In those days, the men and women seemed to possess so many skills that we no longer have. People could grow their own food, catch fish and crabs from the streams, chop wood and obtain firewood, make a fire, and cook their own food. They could even build their own house. They could climb trees, swim, row a boat, walk for miles, and labour for hours. My mother tells me about how she would accompany my great grandmother to sow seeds, till the soil, and water the saplings. She remembers how during the cucumber harvest, men would erect a pandal in the fields, light a fire, and stand guard, so as to ward away foxes that ransacked the fields at night. Those sleepovers can never match our modern sleepovers.

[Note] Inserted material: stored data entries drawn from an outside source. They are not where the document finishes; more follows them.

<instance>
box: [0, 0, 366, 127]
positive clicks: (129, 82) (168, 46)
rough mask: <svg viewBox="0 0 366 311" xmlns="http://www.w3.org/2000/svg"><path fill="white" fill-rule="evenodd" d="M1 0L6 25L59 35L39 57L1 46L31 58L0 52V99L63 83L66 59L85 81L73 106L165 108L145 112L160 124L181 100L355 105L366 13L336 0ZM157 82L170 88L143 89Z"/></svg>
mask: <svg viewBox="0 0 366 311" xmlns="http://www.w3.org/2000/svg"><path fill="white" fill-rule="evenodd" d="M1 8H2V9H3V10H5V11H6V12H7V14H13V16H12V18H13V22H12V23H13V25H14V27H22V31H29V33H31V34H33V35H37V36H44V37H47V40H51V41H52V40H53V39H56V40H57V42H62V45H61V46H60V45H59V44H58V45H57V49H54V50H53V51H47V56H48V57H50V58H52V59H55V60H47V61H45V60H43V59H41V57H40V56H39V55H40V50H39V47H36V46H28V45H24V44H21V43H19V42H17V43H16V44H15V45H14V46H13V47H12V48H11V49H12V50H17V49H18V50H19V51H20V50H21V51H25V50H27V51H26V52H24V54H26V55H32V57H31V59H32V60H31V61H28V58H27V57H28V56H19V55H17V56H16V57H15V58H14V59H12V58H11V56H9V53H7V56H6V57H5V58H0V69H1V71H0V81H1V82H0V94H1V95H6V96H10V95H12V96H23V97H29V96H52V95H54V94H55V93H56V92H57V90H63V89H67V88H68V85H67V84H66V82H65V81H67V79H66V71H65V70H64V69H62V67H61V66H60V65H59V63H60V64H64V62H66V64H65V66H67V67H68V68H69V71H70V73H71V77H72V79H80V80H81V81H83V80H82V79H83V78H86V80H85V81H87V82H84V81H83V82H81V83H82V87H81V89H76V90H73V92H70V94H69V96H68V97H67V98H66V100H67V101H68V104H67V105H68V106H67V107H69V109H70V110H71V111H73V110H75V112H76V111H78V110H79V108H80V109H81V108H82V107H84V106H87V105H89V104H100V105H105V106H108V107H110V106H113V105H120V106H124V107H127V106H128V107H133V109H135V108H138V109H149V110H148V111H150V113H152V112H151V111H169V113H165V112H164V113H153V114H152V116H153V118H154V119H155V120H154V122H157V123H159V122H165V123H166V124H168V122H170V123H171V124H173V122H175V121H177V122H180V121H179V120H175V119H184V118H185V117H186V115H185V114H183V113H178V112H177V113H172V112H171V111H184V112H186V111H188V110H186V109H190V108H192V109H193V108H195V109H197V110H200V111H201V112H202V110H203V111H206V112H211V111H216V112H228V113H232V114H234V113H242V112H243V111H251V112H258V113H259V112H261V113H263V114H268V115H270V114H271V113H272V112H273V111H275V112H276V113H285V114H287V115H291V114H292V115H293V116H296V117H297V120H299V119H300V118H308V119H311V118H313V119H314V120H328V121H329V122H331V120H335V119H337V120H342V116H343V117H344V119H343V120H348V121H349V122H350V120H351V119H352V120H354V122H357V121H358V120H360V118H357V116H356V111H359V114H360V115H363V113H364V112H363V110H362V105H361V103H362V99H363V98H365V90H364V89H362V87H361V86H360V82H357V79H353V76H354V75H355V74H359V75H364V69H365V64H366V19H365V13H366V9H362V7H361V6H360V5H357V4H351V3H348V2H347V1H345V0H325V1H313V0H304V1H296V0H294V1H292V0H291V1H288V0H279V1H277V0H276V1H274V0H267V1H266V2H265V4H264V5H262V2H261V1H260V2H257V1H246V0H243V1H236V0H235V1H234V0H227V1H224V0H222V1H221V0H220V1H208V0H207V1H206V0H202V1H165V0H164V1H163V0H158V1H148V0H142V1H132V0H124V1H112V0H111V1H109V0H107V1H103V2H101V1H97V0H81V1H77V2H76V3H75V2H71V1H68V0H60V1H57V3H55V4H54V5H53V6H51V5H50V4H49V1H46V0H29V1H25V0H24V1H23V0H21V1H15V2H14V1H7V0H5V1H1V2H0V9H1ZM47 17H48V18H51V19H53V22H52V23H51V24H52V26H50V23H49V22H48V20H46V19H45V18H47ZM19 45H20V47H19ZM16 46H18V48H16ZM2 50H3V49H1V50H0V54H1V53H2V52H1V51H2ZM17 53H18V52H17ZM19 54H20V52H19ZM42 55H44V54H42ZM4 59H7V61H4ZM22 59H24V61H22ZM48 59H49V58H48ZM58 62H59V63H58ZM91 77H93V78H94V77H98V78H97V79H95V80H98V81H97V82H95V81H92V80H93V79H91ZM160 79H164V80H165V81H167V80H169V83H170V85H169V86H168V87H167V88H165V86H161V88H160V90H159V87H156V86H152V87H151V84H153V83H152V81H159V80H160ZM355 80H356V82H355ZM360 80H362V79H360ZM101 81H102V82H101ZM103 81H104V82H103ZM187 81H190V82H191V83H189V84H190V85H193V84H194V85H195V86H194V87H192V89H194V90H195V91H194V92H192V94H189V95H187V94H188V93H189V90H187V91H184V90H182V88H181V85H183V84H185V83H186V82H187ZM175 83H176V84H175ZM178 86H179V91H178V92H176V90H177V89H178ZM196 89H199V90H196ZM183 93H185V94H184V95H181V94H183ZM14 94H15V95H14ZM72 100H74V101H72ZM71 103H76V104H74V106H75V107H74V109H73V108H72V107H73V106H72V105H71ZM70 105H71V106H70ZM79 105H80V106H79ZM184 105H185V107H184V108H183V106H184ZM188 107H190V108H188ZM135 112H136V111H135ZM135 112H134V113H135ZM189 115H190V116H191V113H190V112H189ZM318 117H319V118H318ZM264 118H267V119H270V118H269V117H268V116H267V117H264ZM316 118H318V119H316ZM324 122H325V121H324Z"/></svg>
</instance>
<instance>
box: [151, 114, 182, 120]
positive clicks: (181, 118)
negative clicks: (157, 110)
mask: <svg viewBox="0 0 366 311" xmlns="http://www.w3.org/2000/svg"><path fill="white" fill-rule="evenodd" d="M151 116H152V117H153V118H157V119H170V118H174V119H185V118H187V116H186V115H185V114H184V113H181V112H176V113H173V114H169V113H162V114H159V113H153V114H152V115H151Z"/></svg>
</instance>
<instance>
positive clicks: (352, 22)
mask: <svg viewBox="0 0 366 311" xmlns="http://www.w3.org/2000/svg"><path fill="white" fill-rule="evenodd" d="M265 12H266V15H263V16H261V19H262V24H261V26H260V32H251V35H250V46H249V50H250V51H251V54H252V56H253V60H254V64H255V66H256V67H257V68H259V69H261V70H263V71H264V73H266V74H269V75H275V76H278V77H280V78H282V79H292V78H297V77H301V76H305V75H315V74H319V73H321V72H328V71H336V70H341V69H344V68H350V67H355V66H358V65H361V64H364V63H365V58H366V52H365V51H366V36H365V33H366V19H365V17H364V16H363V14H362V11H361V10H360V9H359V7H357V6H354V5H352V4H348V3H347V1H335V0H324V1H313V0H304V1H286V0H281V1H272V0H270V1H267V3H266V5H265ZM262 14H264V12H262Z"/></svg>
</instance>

In retrospect, I realize that culture played an important role in my formation. It defined the aesthetic framework that was necessary to make all my engagements with the world profoundly beautiful. It taught me to see the aesthetic dimension in all my relationships- with nature, with people, with other living beings, with living spaces. It taught me to explore this aesthetic space in my day to day life, in education, in religion, and in every facet of life I engaged with. The more diversity there was, the more was the scope for such aesthetics. Perhaps that was the reason I loved this country the most. It provided for so much cultural diversity. And so, my memories were rooted in these cultural ingredients.

Sometimes, I am aware that my mind is seeking something from the environment. It seeks familiarity. And that familiarity is to do with these cultural ingredients on which I was raised. When it doesn’t find them in the world, it resorts to the books and movies that have immortalized them.

Today, our lives are so empty. The death of culture is palpable. Instead of the soulful cultural ingredients that once defined our lives, there is just a human buzz- a mechanical buzz with no aesthetics in the monotonous scheme of our comfortable lives. In place of a memory, is a big void. Something that science labels as depression.

Culture is a carefully crafted, time-tested art that has ingredients that nourish the soul. I think these cultural ingredients were largely responsible for the sense of fulfillment that characterized the traditional way of life. Culture comprises of those ingredients that teach us to engage deeply and meaningfully with the natural world, and therefore nourish our souls. As we dissociate ourselves from culture, we are also alienating the mind from soulful ingredients that are necessary to anchor the mind to a fundamental framework of factors that govern life. Cultural ingredients awaken the senses to the inherent beauty in life. All memory and learning feeds on such aesthetic awakening. The definitions of all facets of human life- love, relationships, home, marriage, childhood, womanhood are deeply rooted in culture. Human potential is rooted in such sensory awakening. And so, this era of depression, violence and crimes is not surprising.